Les sept vies d’André Gide

Pierre Masson

En juin 1913, Gide note : « Si je disparaissais aujourd’hui, je ne laisserais qu’une image d’après laquelle mon ange même ne pourrait me reconnaître. »

Même après avoir abandonné la perspective d’un jugement dernier, il semble avoir vécu son travail d’écrivain comme une course contre la montre, sa vie ne pouvant être tenue pour accomplie s’il ne parvenait pas à donner une forme satisfaisante aux diverses postulations de son esprit et de sa chair. Ce n’est pas devant Dieu que Gide se juge, mais devant lui-même, Dieu n’étant, au bout du compte que chargé de consacrer l’être parfait que l’artiste aura composé en parvenant à mettre en résonance toutes les composantes de son être.

Il y a ainsi l’impossible synthèse de l’amour et du désir, qui se transforme d’André Walter aux Faux-Monnayeurs. Mais aussi l’affirmation individualiste qui rivalise avec la quête d’autrui, et qui court des Nourritures aux Nouvelles Nourritures. Et encore l’affirmation du désir homosexuel, qui se traduit par un conflit entre Dionysos et le Christ. Et aussi le besoin de morale humaine et la crainte d’une loi absolue, selon l’antagonisme entre le « petit garçon qui s’amuse » et le « pasteur protestant qui l’ennuie ». Et aussi la recherche d’une forme parfaite appliquée à décrire un réel irrémédiablement morcelé…

Chaque livre exprime un état de lutte permanent, et en même temps il est une étape vers un apaisement reporté dans l’idéal, tout comme sur le plan formel il est une étape dans la recherche du roman parfait, lequel ne s’affirmera, dans Les Faux-Monnayeurs, que comme une forme inaccessible.

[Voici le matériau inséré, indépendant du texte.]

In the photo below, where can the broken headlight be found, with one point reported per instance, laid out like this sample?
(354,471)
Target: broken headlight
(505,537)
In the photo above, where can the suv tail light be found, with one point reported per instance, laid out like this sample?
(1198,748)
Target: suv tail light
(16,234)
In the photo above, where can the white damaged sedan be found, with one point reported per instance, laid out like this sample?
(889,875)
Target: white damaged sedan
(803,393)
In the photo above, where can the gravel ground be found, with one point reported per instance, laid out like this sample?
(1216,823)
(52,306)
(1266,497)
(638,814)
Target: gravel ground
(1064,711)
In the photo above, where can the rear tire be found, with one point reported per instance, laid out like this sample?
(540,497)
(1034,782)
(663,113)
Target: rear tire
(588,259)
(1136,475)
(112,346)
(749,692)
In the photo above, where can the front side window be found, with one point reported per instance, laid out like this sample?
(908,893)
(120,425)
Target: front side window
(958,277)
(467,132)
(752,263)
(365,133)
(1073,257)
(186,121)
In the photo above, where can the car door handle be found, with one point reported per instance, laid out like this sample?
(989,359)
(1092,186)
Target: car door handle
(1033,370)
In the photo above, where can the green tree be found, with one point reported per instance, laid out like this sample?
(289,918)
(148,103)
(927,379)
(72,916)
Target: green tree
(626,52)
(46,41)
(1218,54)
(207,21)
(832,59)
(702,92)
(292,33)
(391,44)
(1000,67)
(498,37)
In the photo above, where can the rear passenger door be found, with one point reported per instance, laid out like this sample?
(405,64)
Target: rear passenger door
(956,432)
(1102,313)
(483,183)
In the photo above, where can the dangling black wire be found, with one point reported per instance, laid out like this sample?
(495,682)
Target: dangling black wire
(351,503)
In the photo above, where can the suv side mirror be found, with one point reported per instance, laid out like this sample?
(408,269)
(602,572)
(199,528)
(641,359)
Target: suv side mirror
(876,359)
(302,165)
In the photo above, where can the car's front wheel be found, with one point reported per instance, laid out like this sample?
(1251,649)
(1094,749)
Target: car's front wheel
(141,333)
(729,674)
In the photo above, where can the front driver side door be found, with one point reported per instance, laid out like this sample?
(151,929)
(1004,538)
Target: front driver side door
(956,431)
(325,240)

En fonction de ces multiples aspects, on peut dire qu’il y a plusieurs vies dans la vie d’André Gide : sa relation au corps, à autrui, à l’espace, à la littérature, à son équation familiale, à la morale et à la religion, chacune se développant en symbiose avec les autres, mais selon un dynamisme particulier et trouvant son expression et son dépassement sur la plan esthétique, à travers fictions, essais, mémoires et autres récits.

Dans ces conditions, un unique récit chronologique risquait d’être insuffisant. Commentant ses propres Mémoires, et sa difficulté d’accéder aux désirs de Martin du Gard, Gide notait encore : « […] le plus gênant c’est de devoir présenter comme successifs des états de simultanéité confuse. Je suis un être de dialogue ; tout en moi combat et se contredit. » 

Il fallait alors se résoudre, à la manière des Œuvres complètes de Gide, à ne raconter son action créatrice qu’en la démultipliant en ses facettes essentielles, le drame conjugal, le rapport à autrui, le débat spirituel, etc., et à suivre chacune comme une aventure véritablement prospective, où, contrairement à ce que Jean Delay a pu dire, rien n’est écrit d’avance. On n’obtient finalement ni une étude, ni une biographie, mais plusieurs fils conducteurs suivis séparément, comme on considère un sujet successivement sous des angles différents, chacun étant le lieu d’une lutte au cours infini. On pourrait appeler cela une scriptographie, dont on saurait en l’entreprenant que, comme le roman d’Édouard dans Les Faux-Monnayeurs, elle devra « être continuée »…

En fait, qu’il y ait sept vies de Gide ou davantage importe peu ; il s’agit de retrouver au plus près, sous diverses modalités, l’élan créateur de Gide, parce que, en donnant sens à son existence, il enrichit la nôtre.

 

Pierre Masson, Les Sept vies d’André Gide. Biographie d’un écrivain, Paris, Classiques Garnier, 2016, 546 p.